Festa da Exaltação da Santa Cruz
15-09-2025Tudo na vida está marcado pela cruz, por uma realidade e sensação que torna a vida desconfortável, pesada, mais ou menos arreliadora, insuportável. Por onde quer que vamos, sempre nos acompanha, sempre nos rodeia a cruz dos outros, que se junta à nossa. Recordo ter lido que “um homem enlouqueceu com a mania de não pisar a cruz ao andar, nomeadamente, as dos calceteiros, que a pavimentaram. Caminhava em bicos de pé ou em pequenos saltos para evitar a profanação de pisar a cruz, porque as lousas, os azulejos, o parquê do pavimento, um inevitável cruzamento de linhas desenhavam continuamente inumeráveis cruzes”. Que trágica cruz para não pisar cruzes!…
Perigosa mania porque, efectivamente, não se pode dar um passo pelo mundo sem tropeçar, sem pisar uma cruz.
Todas as coisas que na vida nos proporcionam satisfação, alegria ou prazer, por são e elementar que este seja trazem visível ou escondida a marca da fábrica – uma pequena cruz. Tudo: – a rosa e o pão, a nota do banco, a joia, o salário corrente e a cobrança abundante dos dividendos, tudo é filho da nossa dor, da nossa cruz, tudo adquirimos ou compramos com o “made in dor”.
Por isso, umas vezes mais outras menos, a nossa cruz torna-se insuportável. Queremos ver-nos livres dela. A pior táctica é a revolta e lutar contra a cruz é inútil. Ela defende-se ferozmente contra os nossos intentos e sempre nos vence. É como combater contra um gigante.
Por aquilo que eu próprio tenho observado, sobretudo, naqueles em que o peso da cruz deixa sulcos mais vincados, quem assim procede acaba duplamente crucificado. Por mais incrível que pareça, quem pretender desfazer-se da sua cruz, parti-la, verificará que os pedaços soltos voltarão vivos, a soldar-se. Quem procura enterrá-la, abafá-la com o álcool, com a droga, por exemplo, vê-la-á ressuscitada, imortal, milhares de vezes. Quem com um sorriso forçado ou com a base da maquilhagem procura escondê-la, disfarçá-la, encontrá-la-á sempre com traços ainda mais vivos e mais marcantes.
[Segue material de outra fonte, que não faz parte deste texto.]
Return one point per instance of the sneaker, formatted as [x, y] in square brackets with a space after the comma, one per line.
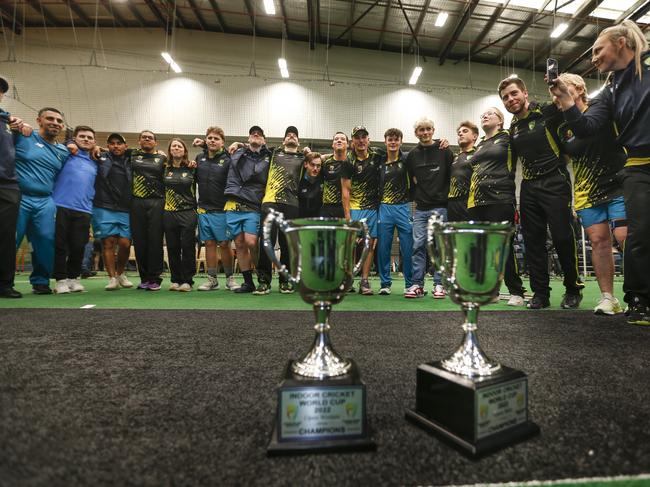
[124, 281]
[571, 301]
[365, 289]
[41, 289]
[61, 287]
[538, 302]
[608, 305]
[438, 292]
[231, 284]
[210, 285]
[262, 289]
[245, 288]
[414, 291]
[286, 288]
[516, 300]
[113, 284]
[75, 286]
[638, 314]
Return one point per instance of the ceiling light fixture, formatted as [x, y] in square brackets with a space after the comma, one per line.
[284, 71]
[441, 19]
[416, 74]
[169, 60]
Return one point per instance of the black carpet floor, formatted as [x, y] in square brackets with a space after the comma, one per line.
[187, 398]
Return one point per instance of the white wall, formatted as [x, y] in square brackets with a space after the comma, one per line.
[130, 88]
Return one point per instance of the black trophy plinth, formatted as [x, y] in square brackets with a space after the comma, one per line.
[320, 415]
[475, 415]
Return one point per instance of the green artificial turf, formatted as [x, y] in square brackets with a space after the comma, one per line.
[96, 297]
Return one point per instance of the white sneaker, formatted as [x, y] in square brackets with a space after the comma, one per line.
[515, 300]
[608, 305]
[210, 285]
[438, 292]
[124, 281]
[61, 287]
[112, 285]
[75, 286]
[231, 284]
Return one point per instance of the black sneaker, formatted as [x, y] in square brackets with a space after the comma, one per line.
[638, 314]
[538, 302]
[41, 289]
[10, 293]
[571, 301]
[245, 288]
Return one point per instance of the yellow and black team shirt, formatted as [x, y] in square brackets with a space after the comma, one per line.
[364, 174]
[180, 189]
[331, 174]
[285, 170]
[461, 174]
[596, 160]
[493, 172]
[394, 182]
[148, 172]
[534, 140]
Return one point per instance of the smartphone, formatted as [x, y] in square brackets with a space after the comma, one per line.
[551, 70]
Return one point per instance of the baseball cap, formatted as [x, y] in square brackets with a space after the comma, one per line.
[256, 128]
[359, 128]
[291, 129]
[116, 136]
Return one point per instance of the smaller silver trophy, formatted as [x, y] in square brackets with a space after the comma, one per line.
[468, 399]
[321, 398]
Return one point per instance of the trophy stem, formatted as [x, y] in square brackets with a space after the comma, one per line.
[469, 360]
[321, 361]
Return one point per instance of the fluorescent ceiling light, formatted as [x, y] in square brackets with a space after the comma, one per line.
[559, 30]
[269, 6]
[168, 59]
[416, 74]
[284, 70]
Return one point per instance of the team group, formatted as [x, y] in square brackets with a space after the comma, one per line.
[51, 193]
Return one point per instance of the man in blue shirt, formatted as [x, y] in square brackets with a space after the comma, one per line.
[39, 158]
[73, 195]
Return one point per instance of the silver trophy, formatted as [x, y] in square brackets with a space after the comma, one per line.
[321, 399]
[468, 399]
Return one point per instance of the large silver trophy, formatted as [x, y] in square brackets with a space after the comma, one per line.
[321, 398]
[468, 399]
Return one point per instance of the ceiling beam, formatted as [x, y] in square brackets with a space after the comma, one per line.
[380, 44]
[418, 25]
[217, 14]
[74, 6]
[467, 14]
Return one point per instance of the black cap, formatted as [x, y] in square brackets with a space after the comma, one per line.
[256, 128]
[359, 128]
[116, 136]
[291, 129]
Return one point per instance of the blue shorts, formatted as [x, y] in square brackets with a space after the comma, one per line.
[109, 223]
[607, 212]
[242, 221]
[370, 216]
[213, 226]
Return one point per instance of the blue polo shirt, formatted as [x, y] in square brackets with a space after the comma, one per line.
[37, 164]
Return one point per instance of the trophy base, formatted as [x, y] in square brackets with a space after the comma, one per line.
[476, 416]
[320, 415]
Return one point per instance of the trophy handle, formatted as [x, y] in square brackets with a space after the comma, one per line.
[362, 227]
[277, 218]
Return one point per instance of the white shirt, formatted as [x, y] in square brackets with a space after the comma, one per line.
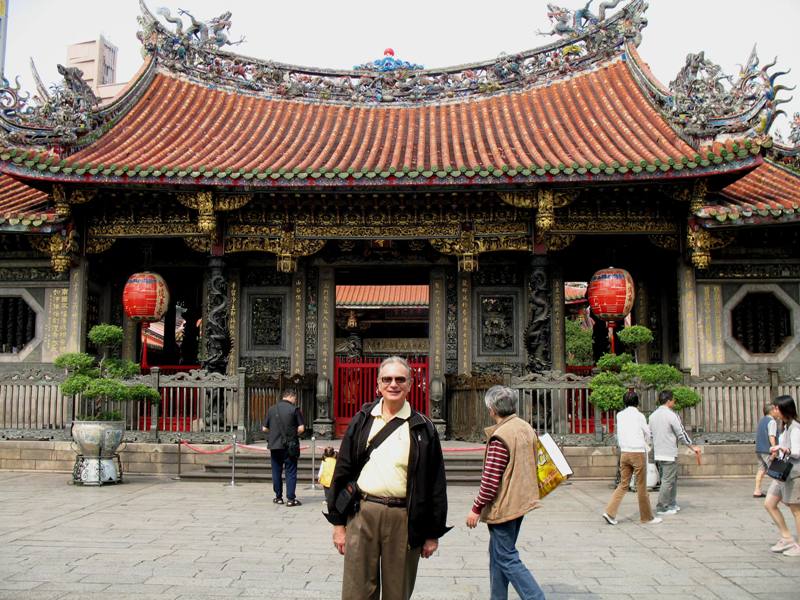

Esta cruz é sempre um suplício, um castigo, um opróbrio, porque é uma cruz solitária. Esta é e sempre foi a cruz dos homens. Entretanto, a reflexão deste domingo fez-me reconhecer que o Filho de Deus não tem cruz. Mas, quando os homens lhe deram uma cruz, semelhante àquela que inventaram uns para os outros, Jesus cravou-se nela para a transformar no maior sinal do seu amor por todos os que suportam uma cruz, e assim fazer dela um sinal de salvação, de libertação.
De facto, a única força capaz de vencer a cruz é o amor. Mas, para que tal aconteça, é necessário que na cruz, na vida de cada um de nós esteja Cristo.